As I noted you can get the tax geek stuff in the book in more concentrated form from Colombo’s article, but I still recommend the book.  The Title IX section is probably the most fascinating.  Title IX  requires some sort of parity between what colleges offer men and women when it comes to athletic programs.  Because of Title IX, the complement to a big college football team tends to be a significant women’s rowing program.  It is one of the oddest non-sequiturs I have ever noted.

Because the football schools now had to rely on women’s rowing to offset their big numbers, part of the job description of rowing coaches was to effectively become used-car salesmen and meet a quota by producing enough bodies. …… The coaches looked anywhere they might find a tall, rangy woman with a little muscle on her. And when they saw one, they shadowed her until the right moment.  Then they leaped forward and made their pitch ‘Hey, have you ever thought about women’s rowing?

There is some criticism of the book that it does not focus on the players enough as Gaul spent his time chasing athletic directors, college presidents and coaches, not to mention a tax expert.  Of course, I would like to get something that better explains the cultural power that college football seems to wield. Gaul, who grew up in New Jersey, notes that the phenomenon is several standard deviations from the mean in the South, but it is really very pervasive.
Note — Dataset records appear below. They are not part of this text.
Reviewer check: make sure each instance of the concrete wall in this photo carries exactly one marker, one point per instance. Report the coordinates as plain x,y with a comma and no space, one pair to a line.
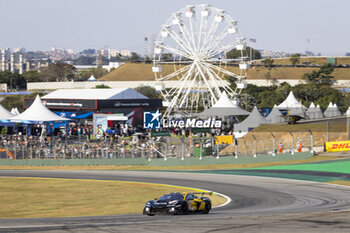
3,87
207,160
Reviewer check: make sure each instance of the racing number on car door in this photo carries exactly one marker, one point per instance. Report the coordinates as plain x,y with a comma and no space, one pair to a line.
192,205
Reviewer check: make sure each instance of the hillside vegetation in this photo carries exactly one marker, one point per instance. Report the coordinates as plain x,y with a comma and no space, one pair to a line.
143,72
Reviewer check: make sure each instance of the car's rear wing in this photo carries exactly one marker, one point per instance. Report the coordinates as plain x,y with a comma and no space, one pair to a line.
202,193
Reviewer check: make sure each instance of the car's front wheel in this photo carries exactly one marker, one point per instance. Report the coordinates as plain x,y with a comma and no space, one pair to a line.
147,212
206,208
184,208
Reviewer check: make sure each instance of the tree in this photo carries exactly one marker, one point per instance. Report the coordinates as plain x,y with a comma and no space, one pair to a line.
167,56
150,92
321,76
32,76
295,59
13,80
16,101
234,53
134,57
96,72
269,78
58,72
267,62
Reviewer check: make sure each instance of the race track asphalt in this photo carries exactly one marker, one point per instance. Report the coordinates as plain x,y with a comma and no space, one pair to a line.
259,204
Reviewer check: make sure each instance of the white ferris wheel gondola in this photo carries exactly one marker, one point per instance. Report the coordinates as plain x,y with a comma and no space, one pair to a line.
194,41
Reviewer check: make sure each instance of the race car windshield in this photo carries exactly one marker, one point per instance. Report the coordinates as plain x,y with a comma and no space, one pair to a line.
170,197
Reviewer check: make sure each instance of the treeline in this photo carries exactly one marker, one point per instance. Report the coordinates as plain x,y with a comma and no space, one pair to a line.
52,73
317,88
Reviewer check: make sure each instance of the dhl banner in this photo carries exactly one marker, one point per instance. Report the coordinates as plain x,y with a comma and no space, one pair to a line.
338,146
224,139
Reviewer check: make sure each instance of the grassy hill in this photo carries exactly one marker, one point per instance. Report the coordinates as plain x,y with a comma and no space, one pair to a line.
143,72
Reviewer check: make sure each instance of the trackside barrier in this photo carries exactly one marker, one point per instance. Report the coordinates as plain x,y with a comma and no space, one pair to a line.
156,162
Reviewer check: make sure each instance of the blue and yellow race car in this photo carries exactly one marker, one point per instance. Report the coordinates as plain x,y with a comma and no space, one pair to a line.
179,203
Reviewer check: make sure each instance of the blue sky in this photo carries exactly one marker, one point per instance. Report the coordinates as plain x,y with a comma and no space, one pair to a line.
278,25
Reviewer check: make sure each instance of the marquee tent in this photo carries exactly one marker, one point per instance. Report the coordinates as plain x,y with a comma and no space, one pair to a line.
290,102
332,110
223,107
4,113
253,120
37,112
275,116
95,94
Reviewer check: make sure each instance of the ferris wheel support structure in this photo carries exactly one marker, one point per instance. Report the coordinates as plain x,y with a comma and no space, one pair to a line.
197,38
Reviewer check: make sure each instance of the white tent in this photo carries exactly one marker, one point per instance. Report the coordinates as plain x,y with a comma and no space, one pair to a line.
4,113
314,112
223,107
290,102
253,120
13,112
37,112
332,110
347,113
275,116
92,78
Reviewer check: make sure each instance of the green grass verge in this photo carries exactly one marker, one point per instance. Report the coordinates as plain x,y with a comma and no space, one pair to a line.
333,166
46,197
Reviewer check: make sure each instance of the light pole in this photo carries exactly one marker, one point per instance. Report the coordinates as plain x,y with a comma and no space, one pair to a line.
252,40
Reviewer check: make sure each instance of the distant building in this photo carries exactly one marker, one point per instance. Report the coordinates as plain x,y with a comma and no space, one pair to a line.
19,50
125,53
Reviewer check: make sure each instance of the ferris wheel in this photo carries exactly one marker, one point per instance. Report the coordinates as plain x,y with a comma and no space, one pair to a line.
191,49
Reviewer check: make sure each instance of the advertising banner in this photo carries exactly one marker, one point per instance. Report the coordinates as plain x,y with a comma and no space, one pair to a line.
338,146
224,139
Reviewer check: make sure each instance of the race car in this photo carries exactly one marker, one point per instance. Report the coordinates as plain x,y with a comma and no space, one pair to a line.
179,203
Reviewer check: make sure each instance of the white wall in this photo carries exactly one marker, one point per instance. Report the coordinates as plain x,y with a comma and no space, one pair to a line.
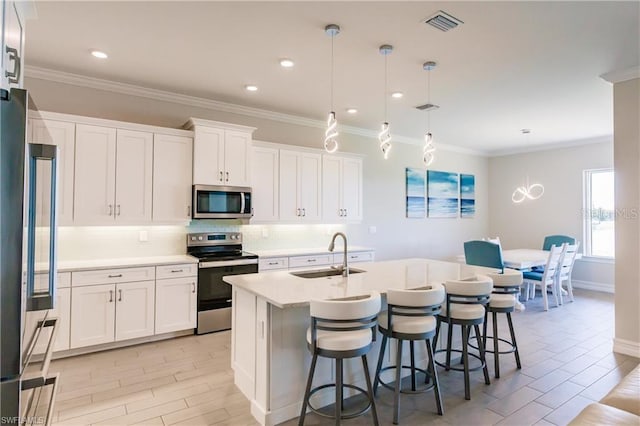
559,211
384,185
626,98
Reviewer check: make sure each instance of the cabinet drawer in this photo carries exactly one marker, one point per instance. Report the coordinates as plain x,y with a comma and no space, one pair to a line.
318,260
362,256
273,263
107,276
42,283
177,271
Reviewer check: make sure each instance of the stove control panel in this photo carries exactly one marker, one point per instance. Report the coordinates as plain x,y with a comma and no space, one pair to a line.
213,238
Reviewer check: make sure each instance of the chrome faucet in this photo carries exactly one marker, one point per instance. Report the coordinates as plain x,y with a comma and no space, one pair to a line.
345,267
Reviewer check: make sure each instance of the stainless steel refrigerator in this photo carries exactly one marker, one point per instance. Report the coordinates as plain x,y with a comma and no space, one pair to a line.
28,227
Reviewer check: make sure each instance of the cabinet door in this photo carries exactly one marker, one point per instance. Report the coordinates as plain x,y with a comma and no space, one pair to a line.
332,209
62,134
310,184
63,312
13,38
289,207
264,184
352,188
134,176
176,304
92,315
236,158
172,163
208,156
94,183
135,306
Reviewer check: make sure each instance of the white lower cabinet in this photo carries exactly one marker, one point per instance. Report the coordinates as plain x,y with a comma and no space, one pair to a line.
176,300
135,307
93,313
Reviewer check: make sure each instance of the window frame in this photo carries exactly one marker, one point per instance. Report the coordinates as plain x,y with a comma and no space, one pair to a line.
587,214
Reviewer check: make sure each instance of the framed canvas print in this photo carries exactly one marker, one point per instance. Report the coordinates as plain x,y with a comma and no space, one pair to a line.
442,194
415,182
467,195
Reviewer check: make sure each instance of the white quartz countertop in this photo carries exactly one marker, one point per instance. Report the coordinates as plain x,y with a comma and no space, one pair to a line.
284,290
126,262
307,251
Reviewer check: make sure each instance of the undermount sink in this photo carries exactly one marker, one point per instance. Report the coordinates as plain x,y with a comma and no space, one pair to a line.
320,273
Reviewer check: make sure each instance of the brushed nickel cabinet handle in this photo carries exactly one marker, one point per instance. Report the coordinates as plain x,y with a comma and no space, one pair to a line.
13,76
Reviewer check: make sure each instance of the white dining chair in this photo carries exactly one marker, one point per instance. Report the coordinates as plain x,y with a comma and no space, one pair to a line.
565,269
547,278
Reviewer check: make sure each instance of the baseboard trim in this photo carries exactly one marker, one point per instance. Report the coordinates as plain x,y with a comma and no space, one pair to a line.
626,347
594,286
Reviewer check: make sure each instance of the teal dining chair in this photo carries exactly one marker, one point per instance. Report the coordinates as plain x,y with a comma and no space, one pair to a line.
483,253
556,240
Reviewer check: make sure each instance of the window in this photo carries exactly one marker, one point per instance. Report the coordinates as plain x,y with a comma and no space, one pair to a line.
599,231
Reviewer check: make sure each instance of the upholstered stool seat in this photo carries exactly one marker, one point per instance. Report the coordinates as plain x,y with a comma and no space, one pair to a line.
341,329
465,306
410,317
506,287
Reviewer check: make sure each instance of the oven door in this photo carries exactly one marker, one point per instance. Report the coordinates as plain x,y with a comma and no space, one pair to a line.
221,202
214,295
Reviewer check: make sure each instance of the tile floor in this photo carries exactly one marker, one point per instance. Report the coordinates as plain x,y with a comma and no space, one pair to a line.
566,355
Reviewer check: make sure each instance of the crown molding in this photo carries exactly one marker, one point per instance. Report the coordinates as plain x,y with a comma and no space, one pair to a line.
193,101
549,147
621,75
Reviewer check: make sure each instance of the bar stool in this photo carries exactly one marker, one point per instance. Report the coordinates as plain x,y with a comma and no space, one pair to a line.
465,306
341,329
506,287
410,316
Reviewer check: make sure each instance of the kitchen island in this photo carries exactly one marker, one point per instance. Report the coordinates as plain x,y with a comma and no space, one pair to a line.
269,353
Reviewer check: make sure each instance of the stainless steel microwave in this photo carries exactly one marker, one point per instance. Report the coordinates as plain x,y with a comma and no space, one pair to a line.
221,202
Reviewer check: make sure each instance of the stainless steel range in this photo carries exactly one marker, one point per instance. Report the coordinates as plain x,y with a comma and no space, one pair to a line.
220,254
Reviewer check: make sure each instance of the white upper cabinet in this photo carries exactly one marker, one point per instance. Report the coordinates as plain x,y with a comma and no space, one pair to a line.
95,168
113,176
300,186
134,176
341,189
172,168
221,153
62,134
264,184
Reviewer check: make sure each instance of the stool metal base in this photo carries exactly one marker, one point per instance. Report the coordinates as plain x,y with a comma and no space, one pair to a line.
343,415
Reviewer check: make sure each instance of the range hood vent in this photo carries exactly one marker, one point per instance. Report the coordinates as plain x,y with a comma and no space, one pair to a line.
427,107
443,21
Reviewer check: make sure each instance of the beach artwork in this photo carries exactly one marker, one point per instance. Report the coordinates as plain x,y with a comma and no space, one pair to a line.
442,191
415,180
467,195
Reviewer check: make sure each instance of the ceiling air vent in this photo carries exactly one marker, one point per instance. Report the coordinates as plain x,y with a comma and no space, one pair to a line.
443,21
427,107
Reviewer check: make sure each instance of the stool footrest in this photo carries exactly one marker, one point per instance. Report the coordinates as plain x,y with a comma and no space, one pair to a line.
456,368
421,389
344,415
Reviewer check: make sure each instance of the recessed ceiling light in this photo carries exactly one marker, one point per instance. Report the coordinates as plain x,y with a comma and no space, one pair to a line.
98,54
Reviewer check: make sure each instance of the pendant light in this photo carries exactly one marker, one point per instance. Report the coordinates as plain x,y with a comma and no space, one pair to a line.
385,136
527,191
429,150
330,135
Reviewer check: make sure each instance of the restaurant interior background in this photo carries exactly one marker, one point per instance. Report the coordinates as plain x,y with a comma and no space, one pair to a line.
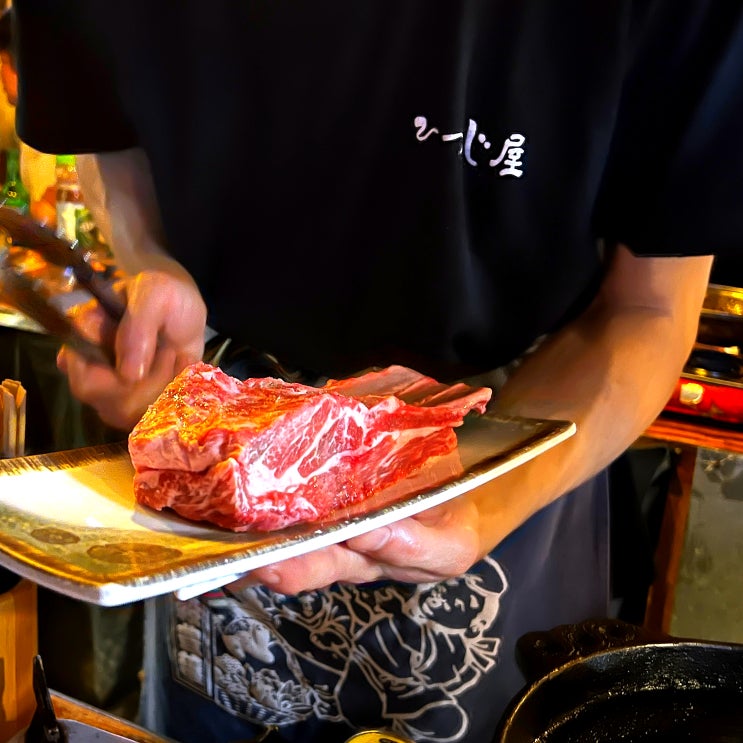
705,599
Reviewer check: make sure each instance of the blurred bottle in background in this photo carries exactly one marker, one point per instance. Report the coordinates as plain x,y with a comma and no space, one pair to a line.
69,197
14,194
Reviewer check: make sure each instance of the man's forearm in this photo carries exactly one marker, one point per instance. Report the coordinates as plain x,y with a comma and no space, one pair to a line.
611,371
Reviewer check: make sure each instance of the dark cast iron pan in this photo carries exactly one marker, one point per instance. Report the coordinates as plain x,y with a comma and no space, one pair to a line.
606,681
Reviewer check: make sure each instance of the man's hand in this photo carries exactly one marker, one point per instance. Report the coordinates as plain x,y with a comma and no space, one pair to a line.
161,332
439,543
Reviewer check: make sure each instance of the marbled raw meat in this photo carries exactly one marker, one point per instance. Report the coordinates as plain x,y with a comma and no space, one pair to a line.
264,454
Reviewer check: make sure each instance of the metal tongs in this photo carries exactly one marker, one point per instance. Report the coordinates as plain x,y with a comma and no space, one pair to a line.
28,296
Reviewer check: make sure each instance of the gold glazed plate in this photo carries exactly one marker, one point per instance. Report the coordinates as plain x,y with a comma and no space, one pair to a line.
69,521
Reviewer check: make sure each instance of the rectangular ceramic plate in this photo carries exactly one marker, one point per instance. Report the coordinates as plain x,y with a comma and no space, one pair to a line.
69,521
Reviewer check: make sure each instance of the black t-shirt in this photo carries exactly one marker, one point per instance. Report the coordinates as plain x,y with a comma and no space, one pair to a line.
412,181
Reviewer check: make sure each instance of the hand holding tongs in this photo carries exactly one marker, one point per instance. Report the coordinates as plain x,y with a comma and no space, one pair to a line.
25,294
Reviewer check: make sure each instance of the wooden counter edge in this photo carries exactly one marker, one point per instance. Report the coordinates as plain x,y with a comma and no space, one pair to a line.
67,708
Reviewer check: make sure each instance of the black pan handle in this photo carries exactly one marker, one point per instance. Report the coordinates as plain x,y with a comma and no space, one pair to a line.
539,653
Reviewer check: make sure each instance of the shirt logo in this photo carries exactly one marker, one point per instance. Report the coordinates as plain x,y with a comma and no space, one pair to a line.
471,143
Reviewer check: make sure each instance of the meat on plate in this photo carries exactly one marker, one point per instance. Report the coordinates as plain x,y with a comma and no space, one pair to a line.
264,454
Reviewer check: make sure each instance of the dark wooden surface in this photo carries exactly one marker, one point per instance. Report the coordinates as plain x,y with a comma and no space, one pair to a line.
70,709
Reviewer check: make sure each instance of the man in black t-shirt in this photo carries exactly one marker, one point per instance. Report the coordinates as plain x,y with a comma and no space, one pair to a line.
533,187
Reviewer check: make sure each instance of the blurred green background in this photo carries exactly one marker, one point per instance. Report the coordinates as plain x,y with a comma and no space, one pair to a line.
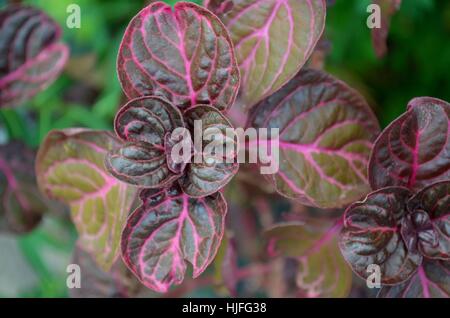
88,94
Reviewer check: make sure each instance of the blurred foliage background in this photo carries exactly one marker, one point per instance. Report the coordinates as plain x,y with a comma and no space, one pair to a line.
88,94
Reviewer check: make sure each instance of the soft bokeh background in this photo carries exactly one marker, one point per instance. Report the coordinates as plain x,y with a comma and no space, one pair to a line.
88,94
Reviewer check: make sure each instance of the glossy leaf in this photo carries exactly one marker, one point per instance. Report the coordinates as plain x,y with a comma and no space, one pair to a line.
371,235
273,39
211,171
219,7
170,229
147,119
145,124
322,270
70,168
434,201
140,164
414,150
380,35
326,131
432,280
30,56
184,55
21,207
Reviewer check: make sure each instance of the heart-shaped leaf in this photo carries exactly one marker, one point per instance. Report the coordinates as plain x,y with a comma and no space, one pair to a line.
140,164
371,235
213,166
432,280
414,150
30,57
184,55
322,270
169,229
145,124
434,200
326,131
70,168
147,119
22,206
273,39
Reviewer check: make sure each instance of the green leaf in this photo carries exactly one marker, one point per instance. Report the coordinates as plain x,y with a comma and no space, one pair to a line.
70,168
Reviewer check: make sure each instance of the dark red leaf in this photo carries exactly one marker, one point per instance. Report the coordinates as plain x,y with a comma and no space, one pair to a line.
30,56
170,229
211,171
432,280
371,235
273,39
414,150
380,35
147,119
434,236
184,55
21,205
326,134
140,164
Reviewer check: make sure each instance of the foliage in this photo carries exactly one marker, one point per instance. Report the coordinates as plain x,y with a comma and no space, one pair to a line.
142,220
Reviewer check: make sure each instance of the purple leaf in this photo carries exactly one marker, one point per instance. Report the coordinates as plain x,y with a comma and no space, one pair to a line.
326,134
145,124
119,282
22,206
147,119
273,39
380,35
432,280
414,150
170,229
322,271
433,229
140,164
371,235
30,56
184,55
219,7
211,171
70,168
My interest in sports is extremely low for an American male.  I live just a few miles from Fitton Field home to alma mater’s Holy Cross Crusaders.  I vaguely remember going to a game maybe twenty or thirty years ago, but still, if I happen to be in my car on a Saturday afternoon in the fall, I feel compelled to switch from NPR to WTAG to listen to Bob Fouracre  call the game.  Why is that?  Maybe that can be Gilbert Gaul’s next book, because when you get down to it that deep connection is what is driving all that money.